Last summer, Dillaha & the Miracle Men went out on the road for a sprawling 16-date U.S. tour. The singer believes that the road trip represents the band’s biggest achievement to date. After all, every young musician dreams of insane nights on the road when setting out on an unpredictable career. Dillaha might be getting long in the tooth, relatively speaking, but he’s no different.

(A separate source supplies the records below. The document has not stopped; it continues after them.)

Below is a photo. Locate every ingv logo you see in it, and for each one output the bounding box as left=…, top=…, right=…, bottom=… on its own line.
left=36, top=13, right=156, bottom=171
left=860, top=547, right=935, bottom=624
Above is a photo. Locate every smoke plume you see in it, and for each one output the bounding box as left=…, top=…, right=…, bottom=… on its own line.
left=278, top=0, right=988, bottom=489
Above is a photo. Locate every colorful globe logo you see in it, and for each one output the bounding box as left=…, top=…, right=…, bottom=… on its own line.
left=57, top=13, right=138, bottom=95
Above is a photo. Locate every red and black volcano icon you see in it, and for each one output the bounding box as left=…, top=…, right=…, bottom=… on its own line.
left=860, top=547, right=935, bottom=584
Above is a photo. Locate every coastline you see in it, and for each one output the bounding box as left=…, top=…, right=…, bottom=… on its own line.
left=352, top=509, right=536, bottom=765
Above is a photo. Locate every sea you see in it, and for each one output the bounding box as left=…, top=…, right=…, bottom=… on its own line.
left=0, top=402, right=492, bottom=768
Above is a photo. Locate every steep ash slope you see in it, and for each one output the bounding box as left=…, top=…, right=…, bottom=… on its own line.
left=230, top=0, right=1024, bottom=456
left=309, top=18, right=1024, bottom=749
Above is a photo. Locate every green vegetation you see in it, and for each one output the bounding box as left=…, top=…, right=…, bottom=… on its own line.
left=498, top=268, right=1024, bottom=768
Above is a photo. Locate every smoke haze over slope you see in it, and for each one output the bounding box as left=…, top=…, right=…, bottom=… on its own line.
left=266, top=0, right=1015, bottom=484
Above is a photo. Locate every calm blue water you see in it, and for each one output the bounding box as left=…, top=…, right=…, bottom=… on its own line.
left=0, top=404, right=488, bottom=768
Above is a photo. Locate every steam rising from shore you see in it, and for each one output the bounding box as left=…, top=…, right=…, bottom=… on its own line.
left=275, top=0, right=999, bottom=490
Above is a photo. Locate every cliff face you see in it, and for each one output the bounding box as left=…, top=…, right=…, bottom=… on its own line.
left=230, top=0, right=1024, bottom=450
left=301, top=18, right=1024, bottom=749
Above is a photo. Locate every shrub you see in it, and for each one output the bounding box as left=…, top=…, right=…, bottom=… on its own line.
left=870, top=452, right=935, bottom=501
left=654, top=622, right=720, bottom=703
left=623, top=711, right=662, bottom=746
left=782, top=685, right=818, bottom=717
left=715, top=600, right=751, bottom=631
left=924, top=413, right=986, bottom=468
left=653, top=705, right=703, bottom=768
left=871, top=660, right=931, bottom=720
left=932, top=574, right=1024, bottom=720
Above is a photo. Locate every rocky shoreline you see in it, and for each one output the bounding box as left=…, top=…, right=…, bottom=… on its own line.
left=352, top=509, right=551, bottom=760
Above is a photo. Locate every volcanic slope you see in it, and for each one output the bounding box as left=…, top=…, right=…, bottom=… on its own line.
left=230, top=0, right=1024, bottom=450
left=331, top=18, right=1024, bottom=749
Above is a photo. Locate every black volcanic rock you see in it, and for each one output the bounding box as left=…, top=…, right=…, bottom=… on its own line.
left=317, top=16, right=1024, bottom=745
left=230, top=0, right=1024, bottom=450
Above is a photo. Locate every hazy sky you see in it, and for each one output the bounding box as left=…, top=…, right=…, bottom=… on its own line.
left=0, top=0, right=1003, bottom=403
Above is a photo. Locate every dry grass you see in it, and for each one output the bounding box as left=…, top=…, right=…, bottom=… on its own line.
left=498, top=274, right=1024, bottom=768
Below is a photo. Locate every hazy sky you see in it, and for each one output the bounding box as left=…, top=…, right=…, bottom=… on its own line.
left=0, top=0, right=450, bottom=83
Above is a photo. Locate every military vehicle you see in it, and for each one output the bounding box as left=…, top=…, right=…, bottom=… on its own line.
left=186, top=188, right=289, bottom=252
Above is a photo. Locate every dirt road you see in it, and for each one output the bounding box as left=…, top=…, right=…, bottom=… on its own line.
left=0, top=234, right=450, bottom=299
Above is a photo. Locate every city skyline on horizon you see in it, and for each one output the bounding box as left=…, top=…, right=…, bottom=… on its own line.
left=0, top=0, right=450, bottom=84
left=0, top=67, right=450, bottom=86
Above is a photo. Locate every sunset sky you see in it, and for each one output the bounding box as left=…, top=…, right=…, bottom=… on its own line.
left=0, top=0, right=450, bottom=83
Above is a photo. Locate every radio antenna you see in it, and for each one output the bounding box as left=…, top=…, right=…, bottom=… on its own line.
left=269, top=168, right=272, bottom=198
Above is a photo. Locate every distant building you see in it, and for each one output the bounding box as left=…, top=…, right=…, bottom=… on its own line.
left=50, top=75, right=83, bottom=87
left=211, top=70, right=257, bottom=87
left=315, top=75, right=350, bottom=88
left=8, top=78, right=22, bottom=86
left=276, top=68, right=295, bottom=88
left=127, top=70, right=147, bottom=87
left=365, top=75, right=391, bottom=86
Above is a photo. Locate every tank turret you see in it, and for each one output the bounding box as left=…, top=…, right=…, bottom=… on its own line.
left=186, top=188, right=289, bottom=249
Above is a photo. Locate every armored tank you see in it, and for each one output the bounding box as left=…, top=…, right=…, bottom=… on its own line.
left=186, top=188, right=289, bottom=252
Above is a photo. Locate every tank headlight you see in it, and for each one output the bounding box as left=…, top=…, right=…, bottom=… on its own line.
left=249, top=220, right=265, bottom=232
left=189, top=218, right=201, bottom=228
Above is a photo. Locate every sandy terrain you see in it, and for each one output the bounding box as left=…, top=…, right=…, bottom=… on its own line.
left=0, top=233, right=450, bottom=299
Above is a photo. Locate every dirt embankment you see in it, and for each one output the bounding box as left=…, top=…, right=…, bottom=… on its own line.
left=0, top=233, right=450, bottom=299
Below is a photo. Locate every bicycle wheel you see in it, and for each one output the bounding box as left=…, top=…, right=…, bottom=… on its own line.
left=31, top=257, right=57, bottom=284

“We loaded up a shitty old van with 350,000 miles on it and drove around the country,” he says. “It was a blast. At 30, you wonder if you’ll ever get the chance to do something like that, and it was something I wanted to do since I read Kerouac when I was 18. We got tighter than hell and bonded. We definitely left the tour in the red. We certainly played some shows to no one. We played a show in Bloomington, Ind., to three transvestites.”
This Friday, Dillaha and his Miracle Men play the Magic Stick Lounge, the first show of what he hopes will be a productive new year. “I’ve had some promoter friends of mine tell me I need to be pickier about shows that we play, but I really don’t want to get into that,” he says.
“Everybody plays a show that’s a little dead sometimes. I don’t take it to heart. Our set is now none of the songs that I’ve recorded. It’s all new songs, and I’m proud of that. Lately, I’ve been able to churn them out, so we keep it fresh. We have a really tight, fun set with songs about dancing and drinking, and we hope to cause the audience to do both those things. It’ll be fun.”
Ryan Dillaha & the Miracle Men play with Escaping Pavement and the Barbarossa Brothers at 8 p.m. on Friday Jan. 17, at the Magic Stick Lounge; 4120 Woodward Ave., Detroit; 313-833-9700; $5.